Developer notes: what to annotate
Figma is visual, but developers often need intent and edge cases. Add lightweight notes near relevant screens (or in a dedicated “Notes” section) covering:
- States: empty, loading, error, success.
- Behavior: validation rules, disabled conditions, character limits.
- Content rules: truncation, wrapping, localization considerations.
- Data assumptions: what’s real vs placeholder.
Example note block you can copy:
Dev Notes (Checkout)
- Promo code: show error state if invalid; keep user input.
- Address line 2 optional; hide if empty in summary.
- Button disabled until required fields valid.
- Long product names wrap to 2 lines then truncate.Structured scenario: simulated collaboration from invite to review version
Scenario setup
You are preparing a prototype for stakeholder review. You want a teammate to check UI consistency and a PM to confirm copy. You will: invite a collaborator, request changes via comments, respond with updates, and save a named version for review.
Step 1 — Invite a collaborator (simulated)
- Click Share.
- Invite
teammate.designer@company.comwith Can edit. - Invite
pm@company.comwith Can view and ensure commenting is enabled. - Set link access to Only invited people (or org-only if your process requires it).
- Send a message with scope: “Please review the onboarding flow screens for hierarchy + copy clarity. Comment directly on elements. Deadline: Thursday 3pm.”
Step 2 — Add comments requesting changes
Switch to comment mode and place comments on specific elements. Example threads:
- On primary CTA button: “Request: confirm button label. Should this be ‘Continue’ or ‘Next’? Priority: must-have.”
- On form field group: “Request: spacing feels tight between fields. Can we align to our spacing system and increase group separation?”
- On error message component: “Request: add error state example for invalid email. Priority: nice-to-have for review, must-have for dev handoff.”
Step 3 — Respond with updates (model the workflow)
- Make the requested design changes.
- Reply in each comment thread with a short changelog: “Updated CTA label to ‘Continue’ per PM; increased field group spacing; added email error state example.”
- If you disagree or need a decision, reply with options: “Two label options: ‘Continue’ (generic) vs ‘Create account’ (specific). Which do we want for stakeholders?”
- Resolve threads that are complete; leave decision threads open.
Step 4 — Create a saved version labeled for review
- Open Version history.
- Create a named version:
Stakeholder Review — Onboarding Prototype v1. - Description example: “Includes onboarding flow screens + error state for email. Excludes password reset flow.

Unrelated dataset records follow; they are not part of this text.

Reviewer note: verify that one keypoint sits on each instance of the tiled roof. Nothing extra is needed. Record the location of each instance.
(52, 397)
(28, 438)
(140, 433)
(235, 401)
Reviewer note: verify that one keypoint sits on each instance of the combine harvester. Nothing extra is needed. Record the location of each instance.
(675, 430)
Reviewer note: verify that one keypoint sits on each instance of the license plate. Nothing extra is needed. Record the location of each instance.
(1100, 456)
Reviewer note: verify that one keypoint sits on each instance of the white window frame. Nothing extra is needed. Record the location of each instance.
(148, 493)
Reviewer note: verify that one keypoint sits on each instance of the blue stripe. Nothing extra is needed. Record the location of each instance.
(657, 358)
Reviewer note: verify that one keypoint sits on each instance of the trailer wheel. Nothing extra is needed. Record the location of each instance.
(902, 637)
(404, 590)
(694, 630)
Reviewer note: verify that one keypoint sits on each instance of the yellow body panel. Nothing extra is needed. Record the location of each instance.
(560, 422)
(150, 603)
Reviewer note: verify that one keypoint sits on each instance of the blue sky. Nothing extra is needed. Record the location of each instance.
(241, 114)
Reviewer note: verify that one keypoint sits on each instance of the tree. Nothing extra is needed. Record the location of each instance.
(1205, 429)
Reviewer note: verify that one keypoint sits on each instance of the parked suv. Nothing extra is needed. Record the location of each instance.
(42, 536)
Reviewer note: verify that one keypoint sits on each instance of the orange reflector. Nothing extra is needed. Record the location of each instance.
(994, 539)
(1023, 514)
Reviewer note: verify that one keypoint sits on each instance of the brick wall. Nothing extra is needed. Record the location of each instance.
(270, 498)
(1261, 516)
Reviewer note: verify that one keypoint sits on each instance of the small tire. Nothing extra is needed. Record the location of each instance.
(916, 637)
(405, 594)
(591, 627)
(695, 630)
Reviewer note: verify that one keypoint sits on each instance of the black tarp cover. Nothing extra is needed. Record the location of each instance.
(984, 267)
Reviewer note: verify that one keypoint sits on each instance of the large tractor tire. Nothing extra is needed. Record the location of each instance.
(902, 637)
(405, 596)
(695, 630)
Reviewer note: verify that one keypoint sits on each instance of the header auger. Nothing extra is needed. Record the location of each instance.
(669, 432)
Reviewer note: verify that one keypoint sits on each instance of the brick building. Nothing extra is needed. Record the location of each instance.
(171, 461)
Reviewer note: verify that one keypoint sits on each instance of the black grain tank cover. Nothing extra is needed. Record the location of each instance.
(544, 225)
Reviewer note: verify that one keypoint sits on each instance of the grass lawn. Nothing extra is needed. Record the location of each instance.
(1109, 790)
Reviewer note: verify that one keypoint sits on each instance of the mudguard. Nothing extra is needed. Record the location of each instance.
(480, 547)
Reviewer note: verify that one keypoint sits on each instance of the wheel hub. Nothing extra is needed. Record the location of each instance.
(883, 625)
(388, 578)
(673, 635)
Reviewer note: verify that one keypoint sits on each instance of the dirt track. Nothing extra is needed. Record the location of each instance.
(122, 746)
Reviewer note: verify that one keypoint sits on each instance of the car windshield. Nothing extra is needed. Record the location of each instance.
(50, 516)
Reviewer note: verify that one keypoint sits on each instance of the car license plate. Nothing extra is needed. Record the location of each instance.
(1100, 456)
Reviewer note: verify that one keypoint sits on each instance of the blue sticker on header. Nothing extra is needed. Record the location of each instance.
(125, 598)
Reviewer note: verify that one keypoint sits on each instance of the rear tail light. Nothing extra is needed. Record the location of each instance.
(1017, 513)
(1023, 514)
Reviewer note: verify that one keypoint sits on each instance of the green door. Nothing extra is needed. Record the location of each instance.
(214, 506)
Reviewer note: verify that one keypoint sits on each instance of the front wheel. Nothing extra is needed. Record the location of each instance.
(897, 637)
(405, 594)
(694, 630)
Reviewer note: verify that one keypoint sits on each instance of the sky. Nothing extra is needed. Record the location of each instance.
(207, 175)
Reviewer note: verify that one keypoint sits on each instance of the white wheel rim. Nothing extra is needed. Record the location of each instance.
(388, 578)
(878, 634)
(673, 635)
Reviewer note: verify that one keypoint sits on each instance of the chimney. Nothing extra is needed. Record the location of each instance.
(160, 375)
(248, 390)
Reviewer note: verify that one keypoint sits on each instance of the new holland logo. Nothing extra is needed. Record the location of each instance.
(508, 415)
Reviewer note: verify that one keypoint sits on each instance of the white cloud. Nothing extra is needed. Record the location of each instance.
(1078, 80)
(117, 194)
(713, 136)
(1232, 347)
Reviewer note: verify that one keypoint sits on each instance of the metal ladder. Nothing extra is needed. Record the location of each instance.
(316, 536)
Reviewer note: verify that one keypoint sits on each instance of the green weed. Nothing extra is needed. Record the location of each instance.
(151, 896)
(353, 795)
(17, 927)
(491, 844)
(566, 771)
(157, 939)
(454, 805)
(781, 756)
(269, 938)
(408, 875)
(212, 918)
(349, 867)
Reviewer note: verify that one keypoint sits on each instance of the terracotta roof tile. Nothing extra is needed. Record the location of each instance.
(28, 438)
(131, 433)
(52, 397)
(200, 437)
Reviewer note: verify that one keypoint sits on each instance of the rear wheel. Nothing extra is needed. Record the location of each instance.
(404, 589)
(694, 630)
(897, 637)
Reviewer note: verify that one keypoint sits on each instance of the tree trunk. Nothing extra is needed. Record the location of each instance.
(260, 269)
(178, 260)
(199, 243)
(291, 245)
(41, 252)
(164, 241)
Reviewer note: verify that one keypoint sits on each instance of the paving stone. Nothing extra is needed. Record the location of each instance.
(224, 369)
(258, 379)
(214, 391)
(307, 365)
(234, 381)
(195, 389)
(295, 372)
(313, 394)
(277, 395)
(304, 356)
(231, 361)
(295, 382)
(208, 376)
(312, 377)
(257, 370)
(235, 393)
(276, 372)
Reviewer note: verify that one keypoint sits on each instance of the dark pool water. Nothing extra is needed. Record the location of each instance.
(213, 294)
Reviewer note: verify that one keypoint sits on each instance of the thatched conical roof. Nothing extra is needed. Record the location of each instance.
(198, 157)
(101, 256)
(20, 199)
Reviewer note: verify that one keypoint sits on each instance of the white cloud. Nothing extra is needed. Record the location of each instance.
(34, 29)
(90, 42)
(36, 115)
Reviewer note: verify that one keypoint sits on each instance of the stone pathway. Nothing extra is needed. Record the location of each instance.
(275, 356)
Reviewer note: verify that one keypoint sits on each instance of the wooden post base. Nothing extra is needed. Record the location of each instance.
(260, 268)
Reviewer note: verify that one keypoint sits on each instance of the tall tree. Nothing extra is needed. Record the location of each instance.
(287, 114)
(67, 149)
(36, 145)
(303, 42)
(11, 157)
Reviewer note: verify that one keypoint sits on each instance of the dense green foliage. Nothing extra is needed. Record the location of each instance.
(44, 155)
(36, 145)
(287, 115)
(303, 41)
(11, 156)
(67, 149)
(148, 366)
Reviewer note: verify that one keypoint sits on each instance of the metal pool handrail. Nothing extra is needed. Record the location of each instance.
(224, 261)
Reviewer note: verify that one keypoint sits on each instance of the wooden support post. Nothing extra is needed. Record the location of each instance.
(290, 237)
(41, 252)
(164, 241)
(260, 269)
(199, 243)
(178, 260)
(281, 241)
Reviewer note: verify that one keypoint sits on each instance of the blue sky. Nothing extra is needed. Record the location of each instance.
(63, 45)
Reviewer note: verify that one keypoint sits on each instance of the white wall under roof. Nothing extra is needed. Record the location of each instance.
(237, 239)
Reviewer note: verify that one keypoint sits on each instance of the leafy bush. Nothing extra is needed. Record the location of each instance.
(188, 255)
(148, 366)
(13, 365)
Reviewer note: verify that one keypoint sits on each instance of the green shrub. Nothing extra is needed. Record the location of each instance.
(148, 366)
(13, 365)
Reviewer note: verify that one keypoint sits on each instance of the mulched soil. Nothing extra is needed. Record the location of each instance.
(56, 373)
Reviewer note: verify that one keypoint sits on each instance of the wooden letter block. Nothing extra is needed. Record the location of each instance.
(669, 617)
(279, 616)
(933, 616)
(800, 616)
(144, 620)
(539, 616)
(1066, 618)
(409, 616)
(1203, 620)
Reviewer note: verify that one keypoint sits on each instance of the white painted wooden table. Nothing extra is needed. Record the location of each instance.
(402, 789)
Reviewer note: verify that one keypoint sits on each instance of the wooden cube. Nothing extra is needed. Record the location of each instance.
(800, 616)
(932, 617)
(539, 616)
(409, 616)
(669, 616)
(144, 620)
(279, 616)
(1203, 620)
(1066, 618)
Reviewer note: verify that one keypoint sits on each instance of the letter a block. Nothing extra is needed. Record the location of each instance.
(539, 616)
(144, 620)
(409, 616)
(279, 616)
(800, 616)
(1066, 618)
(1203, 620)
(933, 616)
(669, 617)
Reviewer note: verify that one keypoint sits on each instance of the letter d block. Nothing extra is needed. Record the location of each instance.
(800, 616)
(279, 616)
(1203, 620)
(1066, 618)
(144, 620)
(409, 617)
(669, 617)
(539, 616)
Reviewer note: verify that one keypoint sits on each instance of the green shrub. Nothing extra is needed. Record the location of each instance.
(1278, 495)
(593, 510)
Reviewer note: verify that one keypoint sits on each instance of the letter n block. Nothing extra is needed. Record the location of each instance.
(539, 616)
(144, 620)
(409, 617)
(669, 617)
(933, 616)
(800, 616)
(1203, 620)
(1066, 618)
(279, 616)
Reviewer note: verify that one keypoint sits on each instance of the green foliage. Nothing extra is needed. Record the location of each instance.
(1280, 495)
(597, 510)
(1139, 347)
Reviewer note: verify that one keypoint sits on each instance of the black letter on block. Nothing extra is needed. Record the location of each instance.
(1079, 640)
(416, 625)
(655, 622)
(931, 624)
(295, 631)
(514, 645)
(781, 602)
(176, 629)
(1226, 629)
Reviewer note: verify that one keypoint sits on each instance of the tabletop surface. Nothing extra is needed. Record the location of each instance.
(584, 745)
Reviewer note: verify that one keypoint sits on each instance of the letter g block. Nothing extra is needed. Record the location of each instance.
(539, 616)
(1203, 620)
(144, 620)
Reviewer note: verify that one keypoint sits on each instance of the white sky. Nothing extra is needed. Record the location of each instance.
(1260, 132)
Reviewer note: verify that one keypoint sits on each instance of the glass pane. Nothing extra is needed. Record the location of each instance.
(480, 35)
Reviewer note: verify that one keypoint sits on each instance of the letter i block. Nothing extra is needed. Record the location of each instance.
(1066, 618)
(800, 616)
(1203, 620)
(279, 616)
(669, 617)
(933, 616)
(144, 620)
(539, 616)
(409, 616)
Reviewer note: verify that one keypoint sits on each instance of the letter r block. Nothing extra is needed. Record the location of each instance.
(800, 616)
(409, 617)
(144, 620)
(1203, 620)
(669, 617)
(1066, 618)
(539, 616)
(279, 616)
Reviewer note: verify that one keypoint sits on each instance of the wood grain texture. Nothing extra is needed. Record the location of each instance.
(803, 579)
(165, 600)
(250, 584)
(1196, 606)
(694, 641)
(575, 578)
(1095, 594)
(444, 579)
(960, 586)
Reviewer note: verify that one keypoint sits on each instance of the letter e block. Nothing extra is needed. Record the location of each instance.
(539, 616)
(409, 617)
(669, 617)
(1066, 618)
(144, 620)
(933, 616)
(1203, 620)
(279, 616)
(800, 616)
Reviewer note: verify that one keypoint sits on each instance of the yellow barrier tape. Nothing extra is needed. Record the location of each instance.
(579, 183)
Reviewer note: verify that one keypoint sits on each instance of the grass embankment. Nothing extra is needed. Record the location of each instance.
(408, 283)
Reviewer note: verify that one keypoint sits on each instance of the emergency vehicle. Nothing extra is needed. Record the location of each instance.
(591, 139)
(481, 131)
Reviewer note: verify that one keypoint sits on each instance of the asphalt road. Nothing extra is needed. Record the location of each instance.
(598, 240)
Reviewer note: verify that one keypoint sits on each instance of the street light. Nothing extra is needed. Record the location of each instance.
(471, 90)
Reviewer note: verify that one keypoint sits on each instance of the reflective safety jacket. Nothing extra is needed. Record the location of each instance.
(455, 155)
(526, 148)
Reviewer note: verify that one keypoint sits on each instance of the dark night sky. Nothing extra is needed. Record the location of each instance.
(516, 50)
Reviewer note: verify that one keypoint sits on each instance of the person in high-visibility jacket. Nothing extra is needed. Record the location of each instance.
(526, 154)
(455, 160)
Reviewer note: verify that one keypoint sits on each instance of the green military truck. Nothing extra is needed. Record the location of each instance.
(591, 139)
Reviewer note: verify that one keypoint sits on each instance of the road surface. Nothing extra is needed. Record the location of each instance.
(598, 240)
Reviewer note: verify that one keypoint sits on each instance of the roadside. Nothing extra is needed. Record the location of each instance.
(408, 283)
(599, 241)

Open question: final CTA label on step 3.”
Readiness checklist for stakeholder review prototypes
- Screens are clean: no overlapping drafts, no stray elements off-canvas, no duplicated frames that confuse reviewers.
- Clear flow: starting point is obvious; the main path is easy to follow; dead ends are removed or explained.
- Minimal distractions: hide experimental variants not meant for review; keep only what stakeholders should evaluate.
- Consistent UI kit usage: components and styles are applied consistently; no random one-off colors/typography.
- Key states represented: at least one example of empty/loading/error if it affects stakeholder understanding.
- Comments are under control: resolved threads are cleared; open threads represent real decisions needed.
- Permissions are correct: stakeholders have view/comment access; only collaborators have edit access.
- Named version saved: a review baseline exists so you can keep iterating without losing what was reviewed.